More EfficientNet-B4 license Visit here:

https://choosealicense.com/licenses/bsd-3-clause

EfficientNet-B4 huggingface.co

EfficientNet-B4 huggingface.co is an AI model on huggingface.co that provides EfficientNet-B4's model effect (), which can be used instantly with this qualcomm EfficientNet-B4 model. huggingface.co supports a free trial of the EfficientNet-B4 model, and also provides paid use of the EfficientNet-B4. Support call EfficientNet-B4 model through api, including Node.js, Python, http.

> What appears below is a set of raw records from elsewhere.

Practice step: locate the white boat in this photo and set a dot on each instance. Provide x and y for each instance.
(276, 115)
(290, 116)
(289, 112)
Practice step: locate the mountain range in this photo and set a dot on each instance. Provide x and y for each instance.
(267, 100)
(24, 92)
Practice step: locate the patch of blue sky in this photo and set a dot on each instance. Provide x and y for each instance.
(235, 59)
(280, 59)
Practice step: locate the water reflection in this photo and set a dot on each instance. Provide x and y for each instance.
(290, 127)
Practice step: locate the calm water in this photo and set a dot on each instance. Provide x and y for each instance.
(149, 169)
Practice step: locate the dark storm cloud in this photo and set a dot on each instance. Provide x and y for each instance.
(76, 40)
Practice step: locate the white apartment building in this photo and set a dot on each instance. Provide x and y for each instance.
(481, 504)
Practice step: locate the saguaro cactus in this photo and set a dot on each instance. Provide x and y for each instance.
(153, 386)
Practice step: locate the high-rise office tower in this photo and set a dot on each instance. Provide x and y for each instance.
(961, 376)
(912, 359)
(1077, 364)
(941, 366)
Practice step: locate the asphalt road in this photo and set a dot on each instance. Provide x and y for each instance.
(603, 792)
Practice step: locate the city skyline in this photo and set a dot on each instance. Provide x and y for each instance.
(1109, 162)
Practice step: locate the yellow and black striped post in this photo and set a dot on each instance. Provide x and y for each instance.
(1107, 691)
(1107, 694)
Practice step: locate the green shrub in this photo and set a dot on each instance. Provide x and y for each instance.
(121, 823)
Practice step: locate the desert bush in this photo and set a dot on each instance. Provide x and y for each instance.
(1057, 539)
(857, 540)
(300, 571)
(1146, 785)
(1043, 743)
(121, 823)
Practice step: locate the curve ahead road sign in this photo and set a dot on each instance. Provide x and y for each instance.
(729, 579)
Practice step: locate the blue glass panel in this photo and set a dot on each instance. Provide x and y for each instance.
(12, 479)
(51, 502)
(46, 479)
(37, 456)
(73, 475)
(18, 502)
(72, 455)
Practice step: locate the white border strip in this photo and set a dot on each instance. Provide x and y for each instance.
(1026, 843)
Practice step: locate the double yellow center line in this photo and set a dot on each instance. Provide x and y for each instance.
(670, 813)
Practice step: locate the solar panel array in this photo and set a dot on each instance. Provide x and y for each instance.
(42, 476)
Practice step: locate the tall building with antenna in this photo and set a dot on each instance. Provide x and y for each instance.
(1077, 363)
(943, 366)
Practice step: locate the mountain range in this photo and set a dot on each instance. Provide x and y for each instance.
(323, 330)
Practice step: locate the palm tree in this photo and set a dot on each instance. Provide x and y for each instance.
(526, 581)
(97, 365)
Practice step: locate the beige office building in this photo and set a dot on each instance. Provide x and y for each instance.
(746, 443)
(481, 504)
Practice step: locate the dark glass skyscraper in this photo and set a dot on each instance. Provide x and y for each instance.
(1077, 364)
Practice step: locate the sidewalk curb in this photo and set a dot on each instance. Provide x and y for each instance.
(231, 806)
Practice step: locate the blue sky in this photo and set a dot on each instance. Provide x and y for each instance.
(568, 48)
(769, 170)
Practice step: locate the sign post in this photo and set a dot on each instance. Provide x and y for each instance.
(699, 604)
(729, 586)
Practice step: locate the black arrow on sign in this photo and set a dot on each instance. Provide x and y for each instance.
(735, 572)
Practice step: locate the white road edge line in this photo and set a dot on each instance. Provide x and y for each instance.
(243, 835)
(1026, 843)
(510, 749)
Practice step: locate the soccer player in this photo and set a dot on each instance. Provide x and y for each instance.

EfficientNet-B4 huggingface.co Url

https://huggingface.co/qualcomm/EfficientNet-B4

qualcomm EfficientNet-B4 online free

EfficientNet-B4 huggingface.co is an online trial and call api platform, which integrates EfficientNet-B4's modeling effects, including api services, and provides a free online trial of EfficientNet-B4, you can try EfficientNet-B4 online for free by clicking the link below.

qualcomm EfficientNet-B4 online free url in huggingface.co:

https://huggingface.co/qualcomm/EfficientNet-B4

EfficientNet-B4 install

EfficientNet-B4 is an open source model from GitHub that offers a free installation service, and any user can find EfficientNet-B4 on GitHub to install. At the same time, huggingface.co provides the effect of EfficientNet-B4 install, users can directly use EfficientNet-B4 installed effect in huggingface.co for debugging and trial. It also supports api for free installation.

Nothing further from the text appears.